Bei der Detailplanung (Wetter unsicher, Düssi oder doch alternative Schärhorn, evtl. Bocktschingelgrat?) die Frage nach der Rückkehrzeit mit der Antwort «eher spät» (nun ja, naheliegend bei ausgewachsener Tour, pot. langem Abstieg und 4h+ Rückreisezeit). Im Anschluss lange Telefonate bei kaum vorhandener Netzabdeckung und schlussendlich unüberwindbare Kinder-Hüte-Probleme…
… dann waren’s nur noch zwei.

So stapften zwei tapfere Bergsteigerlein, Oli Ritschard und ich, am frühen Samstagmorgen um 05:30 gen Gross Schärhorn 3296m los, wettertechnisch bedingt «nur» der Ostgrat im Visier. Kaum auf dem ausgeaperten ehemals stolzen Hüfifirn angelangt, kurz hinter der Hütte, begann eine wilde Spalten-Rallye. Die ersten paar waren ganz lustig zu überkraxeln oder zu umgehen, auch sehr hübsch anzuschauen (gebändert, mit Schwemmkies, Eiseinlagen etc.). Nach Dutzenden, wenn nicht sogar Hunderten von Spalten, mit stark reduziertem Tempo (die zurückgelegten Höhenmeter hielten sich stark in Grenzen im Gegensatz zum zurückgelegten Weg), erreichten wir die Steilstufe auf 2600m. Zumindest der untere Teil der Stufe war auf dem Eis gut zu gehen (wenig Spalten), langsam beginnende Firnresten legten ein Anseilen nahe. Die obere Hälfte entpuppte sich aber wieder als sehr spaltenreich (ist ja logisch, da wo der Gletscher über die Kante fliesst), und so kraxelten wir über den sehr verschrundeten seitlichen Gletscherrand auf frisch ausgeschmozende Felsbuckel, die aber wider Erwarten gut begehbar waren. Das obere Plateau vom Hüfifirn, gegen die Chammlilücke (ehemals 2825m, jetzt wohl viel weniger) liess sich gut begehen; einzig der gewaltige Randspalt zum Ostgrat vom Schärhorn hin verlangte nochmals Vorsicht.

Der Ostgrat selber, über trostlose Schutthalten und einen breiten Rücken (von Firn keine Spur!) glich eher einem Wanderberg; die Gipfelfelsen (gemäss Prospekt «kurz und steil»), entpuppten sich als 2m-kurze plattige Stelle, etwas enttäuschend; war ja aber auch nur die Ausweichtour.
Und so standen wir zu zweit (zum Glück keine weiteren Ausfälle unterwegs!) nach rund 4½h auf dem Gipfel, bei Nebelfetzen und fahlem Sonnenschein.
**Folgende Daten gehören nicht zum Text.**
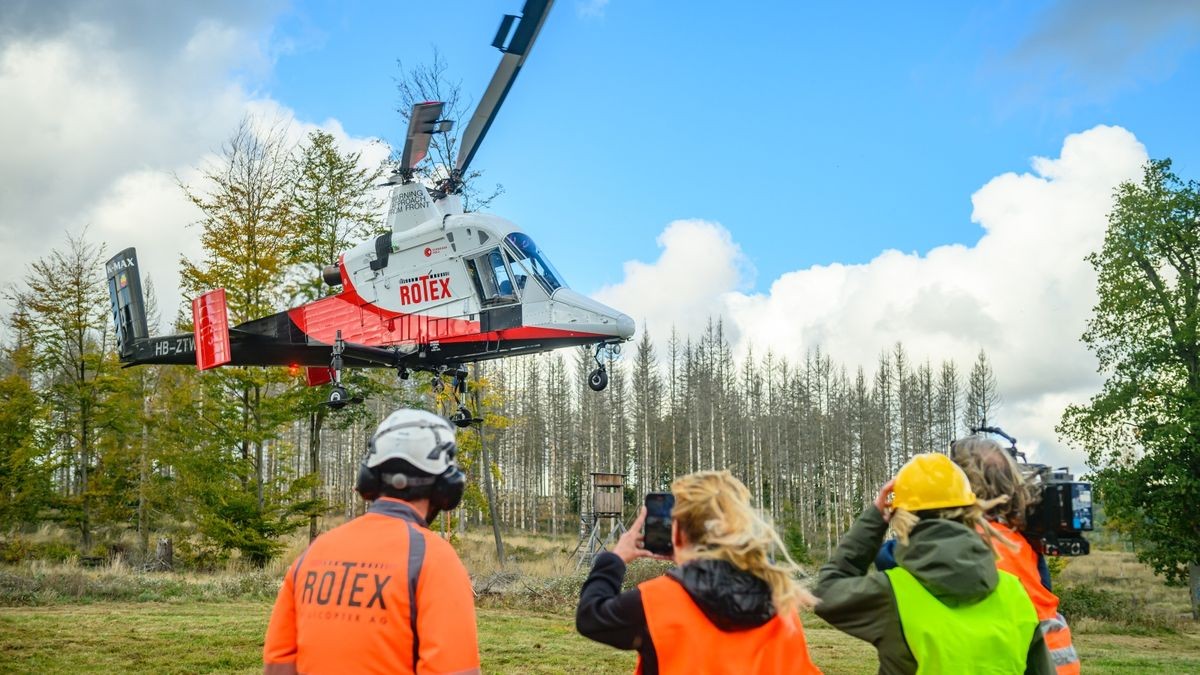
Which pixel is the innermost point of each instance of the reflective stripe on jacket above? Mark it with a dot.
(991, 635)
(687, 641)
(346, 605)
(1023, 563)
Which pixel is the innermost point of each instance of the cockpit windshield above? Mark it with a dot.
(528, 255)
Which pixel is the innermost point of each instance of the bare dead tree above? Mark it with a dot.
(431, 82)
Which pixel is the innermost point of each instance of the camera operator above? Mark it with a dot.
(994, 475)
(945, 608)
(382, 593)
(727, 608)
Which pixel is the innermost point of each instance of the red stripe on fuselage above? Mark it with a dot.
(366, 323)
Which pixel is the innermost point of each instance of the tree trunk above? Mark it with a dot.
(1194, 585)
(165, 554)
(487, 476)
(316, 420)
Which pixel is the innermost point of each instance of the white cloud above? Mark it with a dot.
(1089, 49)
(1023, 292)
(105, 103)
(699, 267)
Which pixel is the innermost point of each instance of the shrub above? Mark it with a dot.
(1121, 610)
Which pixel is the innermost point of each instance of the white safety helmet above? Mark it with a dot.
(419, 437)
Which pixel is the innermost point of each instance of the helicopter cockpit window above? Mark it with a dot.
(527, 255)
(490, 274)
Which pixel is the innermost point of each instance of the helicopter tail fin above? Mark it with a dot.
(210, 320)
(129, 305)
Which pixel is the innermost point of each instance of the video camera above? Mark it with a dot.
(1055, 523)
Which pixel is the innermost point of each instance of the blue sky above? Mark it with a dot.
(807, 173)
(814, 133)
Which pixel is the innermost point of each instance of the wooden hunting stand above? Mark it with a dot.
(607, 503)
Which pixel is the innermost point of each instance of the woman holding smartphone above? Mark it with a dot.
(726, 608)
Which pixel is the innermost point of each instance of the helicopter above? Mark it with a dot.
(441, 288)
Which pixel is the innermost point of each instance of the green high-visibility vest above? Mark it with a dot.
(989, 637)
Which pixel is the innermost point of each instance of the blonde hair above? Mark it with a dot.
(972, 515)
(994, 473)
(713, 511)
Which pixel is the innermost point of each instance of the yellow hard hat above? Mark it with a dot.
(931, 481)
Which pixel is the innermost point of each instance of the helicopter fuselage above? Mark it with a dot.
(441, 288)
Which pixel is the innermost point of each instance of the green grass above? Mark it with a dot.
(227, 637)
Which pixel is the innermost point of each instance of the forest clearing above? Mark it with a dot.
(117, 620)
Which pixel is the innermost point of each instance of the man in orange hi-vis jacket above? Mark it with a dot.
(382, 593)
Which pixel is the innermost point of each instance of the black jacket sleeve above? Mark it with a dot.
(610, 616)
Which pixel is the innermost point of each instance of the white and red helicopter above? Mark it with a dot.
(441, 290)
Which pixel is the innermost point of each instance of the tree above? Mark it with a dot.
(1143, 430)
(982, 399)
(430, 82)
(246, 228)
(334, 207)
(64, 320)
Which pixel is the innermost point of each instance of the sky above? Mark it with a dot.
(827, 175)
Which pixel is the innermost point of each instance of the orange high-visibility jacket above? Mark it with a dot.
(346, 604)
(687, 641)
(1023, 563)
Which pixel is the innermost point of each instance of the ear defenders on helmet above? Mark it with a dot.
(448, 491)
(447, 488)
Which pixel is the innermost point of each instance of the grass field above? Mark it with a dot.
(55, 619)
(226, 637)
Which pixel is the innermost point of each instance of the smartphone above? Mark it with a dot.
(657, 530)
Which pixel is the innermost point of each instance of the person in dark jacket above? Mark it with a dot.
(727, 608)
(945, 608)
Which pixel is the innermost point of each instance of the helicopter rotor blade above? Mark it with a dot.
(533, 16)
(423, 124)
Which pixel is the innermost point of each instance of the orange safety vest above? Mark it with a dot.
(1023, 563)
(687, 641)
(381, 593)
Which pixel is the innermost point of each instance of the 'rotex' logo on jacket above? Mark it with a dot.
(425, 288)
(345, 584)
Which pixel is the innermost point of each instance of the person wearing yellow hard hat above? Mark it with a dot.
(945, 608)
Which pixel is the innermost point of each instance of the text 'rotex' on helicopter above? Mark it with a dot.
(442, 288)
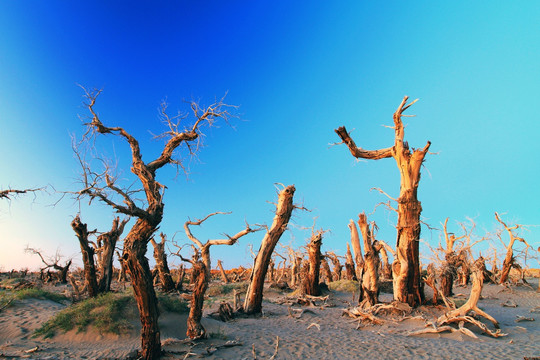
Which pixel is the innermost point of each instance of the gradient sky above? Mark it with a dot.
(297, 72)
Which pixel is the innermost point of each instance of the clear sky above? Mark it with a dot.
(297, 72)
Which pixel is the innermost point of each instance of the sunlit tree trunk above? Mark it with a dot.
(407, 286)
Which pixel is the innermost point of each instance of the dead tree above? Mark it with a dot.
(106, 243)
(357, 249)
(165, 278)
(335, 264)
(449, 267)
(284, 208)
(201, 272)
(148, 211)
(310, 283)
(327, 274)
(10, 193)
(369, 294)
(122, 274)
(88, 252)
(223, 273)
(509, 258)
(52, 263)
(350, 271)
(407, 281)
(460, 314)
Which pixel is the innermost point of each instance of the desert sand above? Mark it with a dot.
(321, 333)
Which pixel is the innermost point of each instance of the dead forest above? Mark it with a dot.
(119, 254)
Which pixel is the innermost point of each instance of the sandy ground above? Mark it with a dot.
(334, 336)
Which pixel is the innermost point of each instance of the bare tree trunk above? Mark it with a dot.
(165, 278)
(222, 272)
(180, 281)
(106, 245)
(357, 249)
(472, 303)
(88, 252)
(271, 271)
(311, 280)
(509, 258)
(284, 208)
(201, 275)
(135, 247)
(407, 276)
(349, 265)
(386, 267)
(122, 274)
(336, 264)
(370, 274)
(326, 270)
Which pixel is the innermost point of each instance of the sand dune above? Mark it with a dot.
(333, 336)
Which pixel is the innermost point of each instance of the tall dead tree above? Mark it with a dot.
(284, 208)
(335, 264)
(106, 243)
(148, 212)
(52, 263)
(310, 283)
(509, 258)
(201, 272)
(350, 271)
(407, 281)
(369, 294)
(357, 249)
(88, 252)
(451, 261)
(165, 278)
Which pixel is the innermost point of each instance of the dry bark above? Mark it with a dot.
(102, 186)
(165, 278)
(53, 263)
(407, 286)
(106, 243)
(335, 264)
(223, 273)
(327, 274)
(357, 249)
(284, 208)
(509, 258)
(311, 279)
(81, 231)
(370, 274)
(350, 271)
(200, 272)
(472, 303)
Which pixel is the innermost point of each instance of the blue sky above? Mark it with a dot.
(296, 73)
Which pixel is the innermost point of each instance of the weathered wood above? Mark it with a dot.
(222, 272)
(101, 186)
(369, 294)
(106, 243)
(88, 252)
(509, 259)
(407, 286)
(311, 280)
(335, 264)
(284, 208)
(472, 302)
(165, 278)
(350, 271)
(200, 272)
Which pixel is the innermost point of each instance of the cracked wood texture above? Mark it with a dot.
(407, 265)
(311, 279)
(284, 208)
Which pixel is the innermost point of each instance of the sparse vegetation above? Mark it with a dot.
(108, 313)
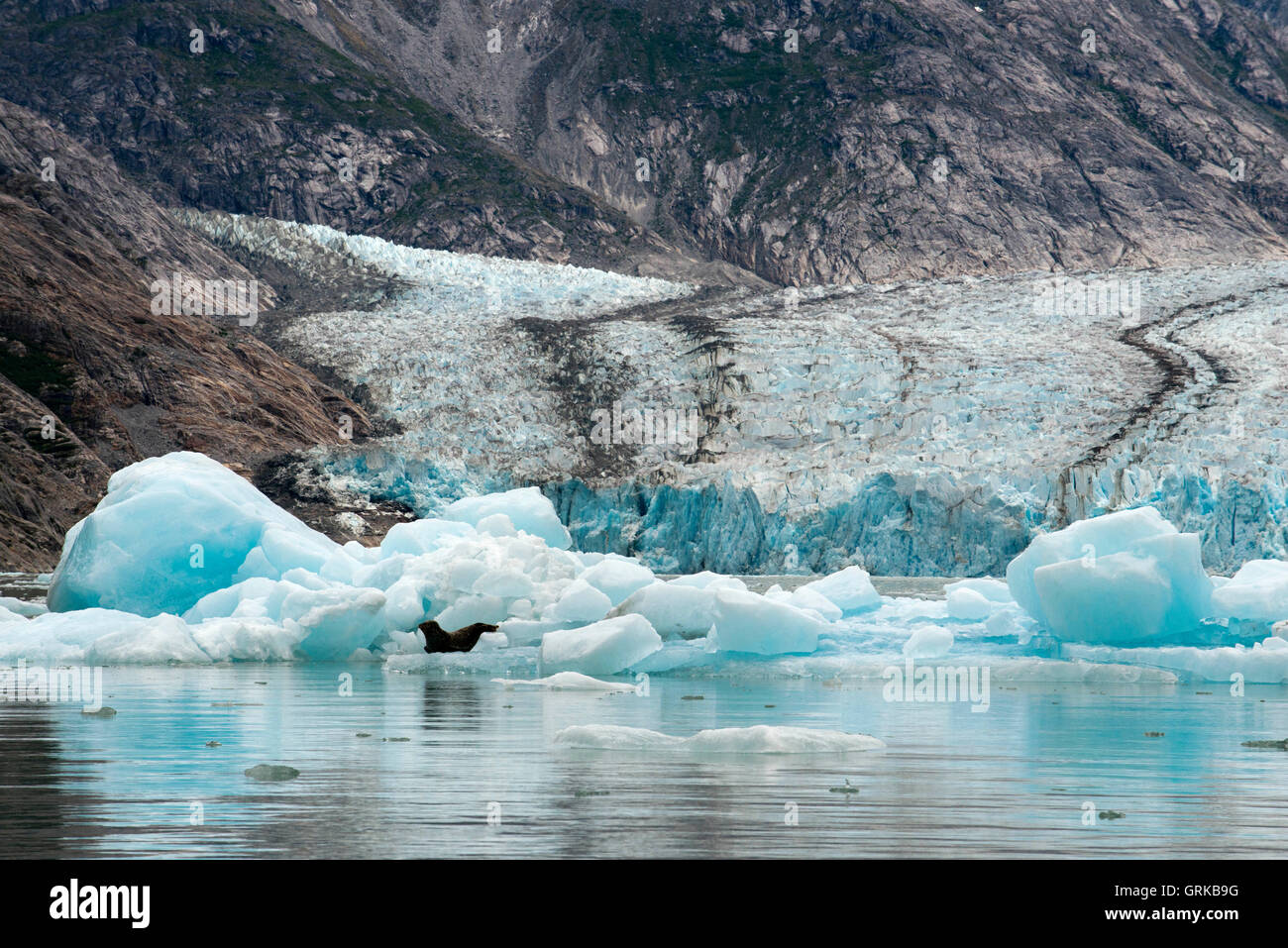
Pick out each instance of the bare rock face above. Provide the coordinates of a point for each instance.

Wettertechnisch etwas ernüchtert, weil’s halt doch wieder mal deutlich besser als angesagt war – jä nu de haut.

Entgegen der Empfehlung der Hüttenwartin, fürs Ziel Klausenpass über das Chammlijoch und das Iswändli abzusteigen, entschieden wir uns für die pot. steinschlägigere, aber deutlich direktere und somit weiteres Spalten-Rallye vermeidende Variante, von der Chammlilücke über den Griesgletscher (resp. seine traurigen Reste) abzusteigen. Die plattigen/schuttbedeckten Passagen hielten sich sehr in Grenzen, und in grossen Strecken liess sich in Schuttrinnen gäbig Höhe vernichten.

Und so erreichten wir, wie es sich gehörte für eine Bergtour, mit müden Beinen aber glücklich über die vollbrachte Tat, gegen 13:45 den Klausenpass. Einziger Wermuts-Tropfen: Das Wetter hätte auch für den Gross Düssi gereicht – macht aber nix, wir kommen wieder!